Les résultats peuvent également expliquer pourquoi des animaux sans glandes surrénales et des patients en insuffisance surrénalienne — sans aucun moyen de produire de l’adrénaline ou d’autres hormones surrénales — peuvent développer une réponse de stress aigu. Chez les souris, cette capacité a disparu lorsque les souris étaient incapables de produire de grandes quantités d’ostéocalcine. « Cela nous montre que les niveaux circulants d’ostéocalcine suffisent à déclencher la réponse au stress aigu » déclare Karsenty.

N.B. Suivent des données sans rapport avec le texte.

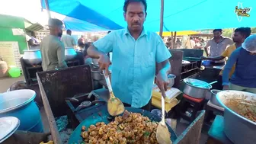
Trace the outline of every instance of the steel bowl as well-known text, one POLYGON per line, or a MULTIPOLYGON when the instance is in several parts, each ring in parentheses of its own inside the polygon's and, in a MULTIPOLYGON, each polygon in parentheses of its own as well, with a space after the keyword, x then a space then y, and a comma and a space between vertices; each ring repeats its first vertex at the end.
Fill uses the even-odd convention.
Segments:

D’autres interactions inter-organes potentielles à découvrir

La physiologie peut sembler être une biologie à l’ancienne, mais les nouvelles techniques génétiques développées au cours des 15 dernières années l’ont établie comme une nouvelle frontière de la science. La capacité à inactiver des gènes uniques dans des cellules spécifiques à l’intérieur d’un animal et à des moments précis a conduit à l’identification de nombreuses nouvelles relations inter-organes. Le squelette n’est qu’un exemple. Le cœur et les muscles exercent également une influence sur d’autres organes.

« Je ne doute pas qu’il y ait beaucoup plus de nouveaux signaux inter-organes à découvrir, et ces interactions peuvent être aussi importantes que celles découvertes au début du XXe siècle » conclut Karsenty.